Ce samedi 13 juin, à 18 heures sur la côte Est des États-Unis (minuit à Paris, 23 heures à Casablanca), le MetLife Stadium d’East Rutherford devient l’épicentre du football mondial. Le Brésil et le Maroc ouvrent le Groupe C de la Coupe du Monde 2026, aux côtés d’Haïti et de l’Écosse. La presse latino-américaine comme les médias européens et asiatiques s’accordent à y voir le premier grand test de la compétition, un affrontement entre deux sélections aux trajectoires ascendantes mais aux héritages radicalement différents. Diffusée en clair en Italie, en Argentine et en Indonésie, la rencontre polarise l’attention bien au-delà des Amériques, donnant le ton d’un tournoi résolument mondialisé.
Le Brésil aborde ce rendez-vous avec une pression immense. Vingt-quatre ans après son dernier sacre en Corée-Japon, la Seleçao a confié son destin à Carlo Ancelotti, technicien italien au palmarès unique, chargé de faire briller une génération dorée mais privée de Neymar, blessé. La presse argentine souligne que 23 des 26 joueurs brésiliens évoluent en Europe, signe d’un exode sportif qui rend paradoxalement l’équipe plus homogène tactiquement. Le 4-3-3 probable, articulé autour d’Alisson, Casemiro et Vinícius Júnior, devra imposer un rythme à la hauteur de l’ambition d’un sixième titre.
En face, le Maroc ne se présente plus en outsider. Demi-finaliste historique au Qatar en 2022, champion d’Afrique en titre, la sélection dirigée par Mohamed Ouahbi incarne l’émergence d’un football arabe et africain qui ne se contente plus de résister. Les observateurs indonésiens notent que l’ossature des Lions de l’Atlas, majoritairement née ou formée en Europe, fusionne culture tactique et fierté nationale. Achraf Hakimi, Yassine Bounou et Brahim Díaz symbolisent cette synthèse. Forte de sa récente maturité continentale, la formation marocaine vise la première place du groupe pour aborder les huitièmes de finale sans affronter immédiatement un favori.
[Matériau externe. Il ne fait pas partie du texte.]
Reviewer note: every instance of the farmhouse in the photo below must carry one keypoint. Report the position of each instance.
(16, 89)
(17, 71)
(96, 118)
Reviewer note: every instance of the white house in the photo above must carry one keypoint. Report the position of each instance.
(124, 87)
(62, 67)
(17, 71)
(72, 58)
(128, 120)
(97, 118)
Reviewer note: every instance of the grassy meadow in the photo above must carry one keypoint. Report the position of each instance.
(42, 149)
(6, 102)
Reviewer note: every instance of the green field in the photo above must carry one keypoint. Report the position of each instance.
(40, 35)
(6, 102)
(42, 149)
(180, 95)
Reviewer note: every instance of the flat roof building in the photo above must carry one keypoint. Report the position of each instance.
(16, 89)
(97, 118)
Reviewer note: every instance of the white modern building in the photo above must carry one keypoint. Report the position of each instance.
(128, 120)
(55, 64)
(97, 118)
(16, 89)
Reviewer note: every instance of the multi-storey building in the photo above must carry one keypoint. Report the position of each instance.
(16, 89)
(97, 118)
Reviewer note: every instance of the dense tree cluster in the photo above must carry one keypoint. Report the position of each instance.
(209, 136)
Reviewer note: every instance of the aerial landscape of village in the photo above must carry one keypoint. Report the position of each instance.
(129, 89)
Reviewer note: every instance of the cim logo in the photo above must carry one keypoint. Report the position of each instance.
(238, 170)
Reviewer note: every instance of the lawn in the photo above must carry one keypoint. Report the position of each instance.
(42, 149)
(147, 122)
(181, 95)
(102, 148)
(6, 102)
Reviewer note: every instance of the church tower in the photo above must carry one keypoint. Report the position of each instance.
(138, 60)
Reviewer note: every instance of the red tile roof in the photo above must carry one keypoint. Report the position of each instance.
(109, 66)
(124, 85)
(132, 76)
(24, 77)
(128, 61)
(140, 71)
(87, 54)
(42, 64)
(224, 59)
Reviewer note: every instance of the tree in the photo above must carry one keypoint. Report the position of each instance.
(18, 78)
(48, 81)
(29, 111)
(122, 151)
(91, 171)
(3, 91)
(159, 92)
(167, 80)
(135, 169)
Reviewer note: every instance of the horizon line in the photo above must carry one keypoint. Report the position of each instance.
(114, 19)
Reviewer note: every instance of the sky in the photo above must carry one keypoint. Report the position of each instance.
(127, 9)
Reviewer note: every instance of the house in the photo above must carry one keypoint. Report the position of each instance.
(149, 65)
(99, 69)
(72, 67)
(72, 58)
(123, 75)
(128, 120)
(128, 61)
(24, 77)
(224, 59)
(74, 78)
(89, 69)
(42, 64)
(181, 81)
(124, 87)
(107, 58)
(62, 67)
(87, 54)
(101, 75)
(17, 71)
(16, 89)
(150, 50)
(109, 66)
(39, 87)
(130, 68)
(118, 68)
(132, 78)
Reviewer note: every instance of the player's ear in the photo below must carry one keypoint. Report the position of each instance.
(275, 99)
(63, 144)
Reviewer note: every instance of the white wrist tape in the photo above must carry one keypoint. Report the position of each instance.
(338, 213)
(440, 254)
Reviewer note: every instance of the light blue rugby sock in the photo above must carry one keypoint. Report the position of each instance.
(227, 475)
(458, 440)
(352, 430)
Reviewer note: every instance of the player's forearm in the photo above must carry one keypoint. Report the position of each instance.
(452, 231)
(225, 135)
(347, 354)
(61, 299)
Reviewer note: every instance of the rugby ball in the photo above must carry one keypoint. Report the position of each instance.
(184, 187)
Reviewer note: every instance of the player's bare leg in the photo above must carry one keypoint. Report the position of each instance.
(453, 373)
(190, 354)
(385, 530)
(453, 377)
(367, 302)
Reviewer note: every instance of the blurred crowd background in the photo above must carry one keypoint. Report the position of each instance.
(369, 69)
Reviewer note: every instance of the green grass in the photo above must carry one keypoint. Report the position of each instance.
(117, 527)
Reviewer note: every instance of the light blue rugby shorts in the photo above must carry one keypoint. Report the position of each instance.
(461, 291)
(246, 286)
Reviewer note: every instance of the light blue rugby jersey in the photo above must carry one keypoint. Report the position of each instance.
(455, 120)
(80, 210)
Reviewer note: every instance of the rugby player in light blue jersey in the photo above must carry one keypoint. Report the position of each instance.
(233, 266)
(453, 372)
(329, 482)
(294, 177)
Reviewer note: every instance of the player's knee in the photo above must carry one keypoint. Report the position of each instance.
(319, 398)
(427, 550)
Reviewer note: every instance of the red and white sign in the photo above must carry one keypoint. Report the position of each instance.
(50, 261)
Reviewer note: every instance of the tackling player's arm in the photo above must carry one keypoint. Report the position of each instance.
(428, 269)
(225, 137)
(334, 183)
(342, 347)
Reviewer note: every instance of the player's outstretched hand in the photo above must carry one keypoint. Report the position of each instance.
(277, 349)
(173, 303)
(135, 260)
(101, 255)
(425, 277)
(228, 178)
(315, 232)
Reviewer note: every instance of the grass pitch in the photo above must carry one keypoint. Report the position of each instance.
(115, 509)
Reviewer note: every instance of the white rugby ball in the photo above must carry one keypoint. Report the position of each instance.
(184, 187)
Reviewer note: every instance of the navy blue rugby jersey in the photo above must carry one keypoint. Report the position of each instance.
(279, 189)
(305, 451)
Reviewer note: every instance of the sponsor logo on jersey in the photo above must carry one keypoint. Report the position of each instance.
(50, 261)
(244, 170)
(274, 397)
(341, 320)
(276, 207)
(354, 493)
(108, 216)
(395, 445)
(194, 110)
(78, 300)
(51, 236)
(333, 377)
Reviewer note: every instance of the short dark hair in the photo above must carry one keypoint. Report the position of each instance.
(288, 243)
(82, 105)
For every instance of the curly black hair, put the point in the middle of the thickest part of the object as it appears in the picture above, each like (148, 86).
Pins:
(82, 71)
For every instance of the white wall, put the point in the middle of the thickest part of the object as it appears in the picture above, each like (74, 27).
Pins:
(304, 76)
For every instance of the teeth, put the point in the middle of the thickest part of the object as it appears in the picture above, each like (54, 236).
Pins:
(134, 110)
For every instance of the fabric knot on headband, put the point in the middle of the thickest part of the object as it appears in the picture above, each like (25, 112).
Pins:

Ce Brésil-Maroc dépasse ainsi le simple enjeu comptable. Il raconte une mondialisation footballistique à plusieurs vitesses : l’Europe, terre d’accueil des talents, imprime sa marque sur les deux effectifs ; l’Amérique du Nord, hôte du tournoi, s’affirme comme nouvelle place forte ; l’Afrique et l’Amérique du Sud s’y croisent en un dialogue postcolonial teinté de revanche symbolique. Les retransmissions en clair à minuit sur le Vieux Continent confirment l’attractivité du duel pour les diasporas brésilienne et maghrébine. Dans ce contexte, Haïti, outsider francophone, pourrait troubler les certitudes au sein du groupe.
Au terme de la soirée américaine, le Mondial 2026 aura livré un premier verdict. Une victoire brésilienne conforterait le statut de favori et lancerait idéalement le mandat d’Ancelotti. Un succès marocain, en revanche, bousculerait la hiérarchie et consacrerait la permanence du miracle qatari. Des rédactions de Buenos Aires à Jakarta, on anticipe un match âpre, moins spectaculaire que symbolique – un choc où se croise le fer une certaine idée du football, entre héritage et révolution.
| Presse latino-américaine | +0.40 | aligned |
|---|---|---|
| Presse d'Asie du Sud-Est | 0.00 | neutral |
| Presse européenne continentale | +0.20 | neutral |
La presse latino-américaine présente le match Brésil-Maroc comme le temps fort de la journée, soulignant l'absence de Neymar mais célébrant une ambiance de carnaval autour de la Seleção. Les diffuseurs promettent une couverture en direct minute par minute, attisant l'enthousiasme des supporters et mettant en avant les débuts d'Ancelotti comme un moment charnière.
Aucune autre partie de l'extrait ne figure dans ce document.